En todo Myanmar, el poder de la planta había asumido proporciones legendarias. Un vendedor advertía a sus clientes que probaran solamente una pequeña cantidad, porque sabía de una esposa anhelante de amor y de su marido anteriormente indiferente que habían acabado en el hospital, a causa del agotamiento sexual. Se hablaba también de un anciano que había sido padre de tres pares de gemelos, tras dejar embarazadas a tres bellas hermanas. Estaba también la solterona de mediana edad, demasiado rígida por falta de uso para asumir las posturas idóneas para el amor, que ahora había adquirido la flexibilidad de una acróbata. Se decía que los efectos de la planta duraban por lo menos una semana. También servía para prevenir una de las enfermedades más terribles y mortales que puede padecer un hombre, el koro, que provoca la absorción de los genitales en el interior del cuerpo. Cuando desaparecían, la víctima moría. No era de extrañar, por tanto, que las plantas rojas se conocieran como «la segunda vida».
Con el dinero procedente de la venta de las plantas, Mancha Negra y sus compañeros compraban mercancías en discretas cantidades, de diferentes comerciantes: golosinas, rollos de tela y, naturalmente, deliciosos alimentos fermentados. Después volvían a escalar la montaña y se quedaban allí hasta que tenían más de aquel tesoro para vender. Pero hacía mucho tiempo que no encontraban una planta.
Mancha Negra les preguntó a Heidi y a Moff si habían visto más.
—Media docena —respondió Moff.
Mancha Negra tradujo para sus compatriotas.
—¿Dónde las están encontrando? —preguntó—. ¿Mostrar a mí?
—Sí, claro. ¿Son buenas para comer?
—Muy buenas, sí —respondió Mancha Negra—. Pero sólo para medicina. No para comer todos los días.

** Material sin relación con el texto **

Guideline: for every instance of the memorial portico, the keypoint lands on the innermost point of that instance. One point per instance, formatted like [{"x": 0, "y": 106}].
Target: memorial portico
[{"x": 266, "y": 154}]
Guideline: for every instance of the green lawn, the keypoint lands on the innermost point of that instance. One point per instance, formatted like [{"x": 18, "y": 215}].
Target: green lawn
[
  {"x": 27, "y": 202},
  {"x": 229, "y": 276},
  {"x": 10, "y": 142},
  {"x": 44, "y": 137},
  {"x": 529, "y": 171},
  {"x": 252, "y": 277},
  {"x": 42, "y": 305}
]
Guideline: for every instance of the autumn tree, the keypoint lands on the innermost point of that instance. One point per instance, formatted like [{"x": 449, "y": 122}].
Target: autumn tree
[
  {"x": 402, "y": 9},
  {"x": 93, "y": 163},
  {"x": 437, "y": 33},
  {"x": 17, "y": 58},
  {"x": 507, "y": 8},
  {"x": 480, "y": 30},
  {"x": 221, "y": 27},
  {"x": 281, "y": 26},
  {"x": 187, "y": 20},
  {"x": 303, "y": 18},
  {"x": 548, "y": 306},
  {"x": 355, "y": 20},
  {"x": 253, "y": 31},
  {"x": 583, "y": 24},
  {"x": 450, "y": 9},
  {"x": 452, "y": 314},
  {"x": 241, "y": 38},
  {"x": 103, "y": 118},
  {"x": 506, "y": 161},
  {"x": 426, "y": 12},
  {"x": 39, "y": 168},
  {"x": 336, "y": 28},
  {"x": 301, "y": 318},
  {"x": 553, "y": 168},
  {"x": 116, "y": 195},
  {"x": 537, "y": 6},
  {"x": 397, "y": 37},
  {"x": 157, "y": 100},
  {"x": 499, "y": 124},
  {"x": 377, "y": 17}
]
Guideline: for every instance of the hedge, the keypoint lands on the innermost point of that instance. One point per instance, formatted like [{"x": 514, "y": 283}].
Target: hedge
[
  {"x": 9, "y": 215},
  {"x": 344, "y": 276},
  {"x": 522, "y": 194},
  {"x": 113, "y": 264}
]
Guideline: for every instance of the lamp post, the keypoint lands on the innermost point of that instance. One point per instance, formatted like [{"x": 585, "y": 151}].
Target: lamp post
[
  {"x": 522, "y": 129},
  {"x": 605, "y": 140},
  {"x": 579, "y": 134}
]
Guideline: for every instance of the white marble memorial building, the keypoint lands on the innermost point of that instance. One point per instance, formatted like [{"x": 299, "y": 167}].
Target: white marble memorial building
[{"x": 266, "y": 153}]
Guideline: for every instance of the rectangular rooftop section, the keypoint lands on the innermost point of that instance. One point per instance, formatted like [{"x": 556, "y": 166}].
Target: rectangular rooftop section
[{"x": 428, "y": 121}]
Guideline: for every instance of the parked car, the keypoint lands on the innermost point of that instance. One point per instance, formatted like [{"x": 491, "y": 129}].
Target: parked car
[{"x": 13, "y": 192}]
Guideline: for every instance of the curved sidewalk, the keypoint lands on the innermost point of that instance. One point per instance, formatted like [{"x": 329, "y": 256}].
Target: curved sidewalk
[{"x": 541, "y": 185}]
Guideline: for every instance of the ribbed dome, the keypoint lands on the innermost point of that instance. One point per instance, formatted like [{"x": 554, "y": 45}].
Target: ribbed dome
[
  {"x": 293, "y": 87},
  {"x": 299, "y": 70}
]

—¿Para qué enfermedad? —preguntó Moff.
—Oh, para enfermedades muy malas. Koro es una. No sabe nombre en inglés. Si estoy teniendo koro, me estoy muriendo.
Los otros miembros de la tribu asintieron.
—Supongo que no es lo que creíamos —le dijo Moff a Heidi, y ambos rieron.
Mancha Negra les pidió que se adentraran en la densa selva, volviendo sobre sus pasos. Con la brújula de Heidi, apartaron la cortina de verdes hojas y se abrieron paso hacia el lecho selvático donde poco antes habían hecho el amor.